Londoners headed to the polls yesterday to elect a mayor.
In the ranks of the hopefuls is Nims Obunge, a Nigerian pastor and politician who prefers to focus on aspiration over the history of the black experience.
His work with gang members and violent offenders has convinced him that nothing will change without a systemic approach to the root causes of crime.
A graduate of Political Science from the University of Jos, Nigeria, Obunge has worked in the UK for well over 30 years.
Obunge is one of three candidates running independently of party politics.
He has set out a four-point strategy for safer communities, affordable transport and housing, prosperous business, and healthy, green living.
He is a director in fintech and has worked in criminal justice on tackling violent crime, and was also a board member on the London Criminal Justice Partnership.
In 2014, in his role as chief executive of the Peace Alliance, he worked with New Scotland Yard on its handling of the killing of Mark Duggan, which sparked riots across the country.
‘I have buried young Londoners killed on our streets,’ he said in a report by MetroUk. ‘I have not been a politician, but I now believe London needs new leadership.’
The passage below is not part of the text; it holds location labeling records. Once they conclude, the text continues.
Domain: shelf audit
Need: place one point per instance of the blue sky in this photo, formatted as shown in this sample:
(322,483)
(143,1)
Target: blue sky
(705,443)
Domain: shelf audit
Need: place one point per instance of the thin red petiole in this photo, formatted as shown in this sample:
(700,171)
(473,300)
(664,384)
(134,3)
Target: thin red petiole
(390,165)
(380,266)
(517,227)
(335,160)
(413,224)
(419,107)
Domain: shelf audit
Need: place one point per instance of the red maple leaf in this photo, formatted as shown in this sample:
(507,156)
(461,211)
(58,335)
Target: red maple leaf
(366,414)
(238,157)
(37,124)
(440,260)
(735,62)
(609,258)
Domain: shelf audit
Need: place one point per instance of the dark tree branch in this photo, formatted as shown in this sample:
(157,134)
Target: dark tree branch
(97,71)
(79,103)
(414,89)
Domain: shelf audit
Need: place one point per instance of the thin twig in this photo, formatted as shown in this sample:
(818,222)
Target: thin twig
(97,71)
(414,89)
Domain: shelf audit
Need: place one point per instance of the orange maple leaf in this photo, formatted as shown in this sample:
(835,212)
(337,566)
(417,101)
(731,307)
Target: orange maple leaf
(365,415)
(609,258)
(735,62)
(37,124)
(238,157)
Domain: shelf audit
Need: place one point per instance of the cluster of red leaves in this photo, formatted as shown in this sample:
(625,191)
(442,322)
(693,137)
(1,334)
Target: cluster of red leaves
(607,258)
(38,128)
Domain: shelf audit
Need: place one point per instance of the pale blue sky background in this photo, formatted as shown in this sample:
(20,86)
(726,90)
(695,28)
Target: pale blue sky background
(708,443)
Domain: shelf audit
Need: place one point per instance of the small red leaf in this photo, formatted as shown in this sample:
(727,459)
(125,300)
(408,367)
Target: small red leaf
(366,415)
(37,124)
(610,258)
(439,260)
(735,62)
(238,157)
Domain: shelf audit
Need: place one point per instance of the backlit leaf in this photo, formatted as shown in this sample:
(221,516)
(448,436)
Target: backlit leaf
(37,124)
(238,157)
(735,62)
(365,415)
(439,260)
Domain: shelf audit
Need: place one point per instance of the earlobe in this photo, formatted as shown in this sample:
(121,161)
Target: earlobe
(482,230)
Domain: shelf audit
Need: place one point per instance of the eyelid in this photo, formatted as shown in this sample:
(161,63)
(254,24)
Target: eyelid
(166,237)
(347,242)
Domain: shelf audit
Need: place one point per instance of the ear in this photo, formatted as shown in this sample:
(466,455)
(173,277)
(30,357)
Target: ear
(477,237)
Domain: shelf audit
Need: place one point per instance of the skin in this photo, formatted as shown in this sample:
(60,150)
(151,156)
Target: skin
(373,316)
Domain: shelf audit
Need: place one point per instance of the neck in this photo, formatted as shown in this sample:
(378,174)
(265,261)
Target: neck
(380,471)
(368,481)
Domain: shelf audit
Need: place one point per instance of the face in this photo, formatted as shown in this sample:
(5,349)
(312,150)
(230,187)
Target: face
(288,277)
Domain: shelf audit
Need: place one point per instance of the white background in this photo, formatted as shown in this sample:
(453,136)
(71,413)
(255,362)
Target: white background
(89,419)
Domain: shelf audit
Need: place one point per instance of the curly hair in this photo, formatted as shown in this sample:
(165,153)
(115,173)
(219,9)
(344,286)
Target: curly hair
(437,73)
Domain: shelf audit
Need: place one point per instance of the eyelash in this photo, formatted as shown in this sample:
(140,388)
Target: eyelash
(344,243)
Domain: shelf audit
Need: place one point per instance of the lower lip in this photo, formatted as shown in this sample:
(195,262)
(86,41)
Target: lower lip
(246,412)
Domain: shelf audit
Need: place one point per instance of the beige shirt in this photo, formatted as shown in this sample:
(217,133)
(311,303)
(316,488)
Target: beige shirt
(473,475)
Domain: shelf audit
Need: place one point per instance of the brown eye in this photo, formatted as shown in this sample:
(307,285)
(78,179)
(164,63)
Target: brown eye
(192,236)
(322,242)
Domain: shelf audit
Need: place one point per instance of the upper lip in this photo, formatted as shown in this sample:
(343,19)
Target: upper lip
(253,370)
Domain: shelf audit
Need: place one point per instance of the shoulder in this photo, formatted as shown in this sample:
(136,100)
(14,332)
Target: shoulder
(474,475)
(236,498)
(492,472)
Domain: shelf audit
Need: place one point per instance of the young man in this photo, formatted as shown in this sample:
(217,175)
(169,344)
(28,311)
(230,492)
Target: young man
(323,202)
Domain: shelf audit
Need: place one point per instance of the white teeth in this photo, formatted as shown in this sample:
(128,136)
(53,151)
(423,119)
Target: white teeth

In an interview with AfricaReport, when asked how he hopes to justify his role as a servant of an institution that was involved in colonialism, imperialism and slavery, he said, “The history of the black experience has painfully revealed the base nature of our humanity. Slavery, colonialism and imperialism must never be forgotten as eras of cruelty and total violations of fundamental human rights.
“However, having graduated in Political Science from a Nigerian university (Jos) and worked in the UK for well over 30 years, I am convinced that the future can only be grasped when we glance and learn through the rear and side mirrors of our past, whilst maintaining a clear and focussed view on the road ahead, through the front windscreen. This is the way for each of us to navigate ourselves toward an aspirational future for today and tomorrow.”
Local media say a final result in the mayoral election is not anticipated until the afternoon of Saturday, May 8, at the earliest, but a Sunday result is also expected.